Nel corso degli anni la modalità della festa e il numero delle Marie è cambiato più volte. In un’occasione furono sostituite con delle sagome di legno per evitare che il desiderio di vedere le bellezze femminili prevalesse sulla tradizione religiosa;  ma i veneziani protestarono con lancio di sassi e ortaggi. Nel 1379 la Feste della Marie venne soppressa, salvo poi essere ripresa nel 1999 con alcune varianti.

Il Volo dell’Angelo trova le sue origini verso la metà del Cinquecento, quando tra le varie manifestazioni e spettacoli organizzati in città, un giovane acrobata turco riuscì, con il solo ausilio di un bilanciere, a salire alla cella campanaria del campanile di San Marco camminando nel frastuono della folla sottostante in delirio, sopra una lunghissima corda che partiva da una barca ancorata sul molo della Piazzetta. Lungo la discesa, invece, raggiunse la balconata del Palazzo Ducale, porgendo gli omaggi al Doge. Dopo il successo di questa spettacolare impresa, subito denominata Svolo del turco, divenne cerimonia ufficiale per molti anni.
Finché non si cimentarono nell’impresa anche giovani veneziani al posto dei funamboli di professione, con  spericolatezze e variazioni, tra cui il dotarsi di ali, da qui il nuovo termine il Volo d’Angelo.
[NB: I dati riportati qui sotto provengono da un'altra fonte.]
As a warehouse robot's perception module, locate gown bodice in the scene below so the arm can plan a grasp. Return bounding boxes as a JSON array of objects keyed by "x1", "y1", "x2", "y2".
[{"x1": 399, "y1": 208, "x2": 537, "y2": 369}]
Nel 1759 il volo finì in tragedia, un acrobata si schiantò al suolo e l’esibizione venne vietata e sostituita con una colomba di legno che nello stesso tragitto si apriva e liberava sulla folla fiori e coriandoli. Prese per questo il nome Volo della Colombina.

Dall’edizione del 2001 si è passati nuovamente alla vecchia formula del Volo dell’Angelo, sostituendo la Colombina con una splendida fanciulla.

Nel 1979, un gruppo di giovani veneziani amanti del teatro e della cultura, ebbero la buona idea di far rinascere l’antico Carnevale. Adesso i visitatori che ogni anno affollano Venezia l’ultimo week-end prima dell’inizio della Quaresima sono più di 500.000.

L’identità delle persone si fa di nuovo confusa e riemerge inevitabilmente la difficoltà di distinguere fra realtà e illusione e fra passato e presente.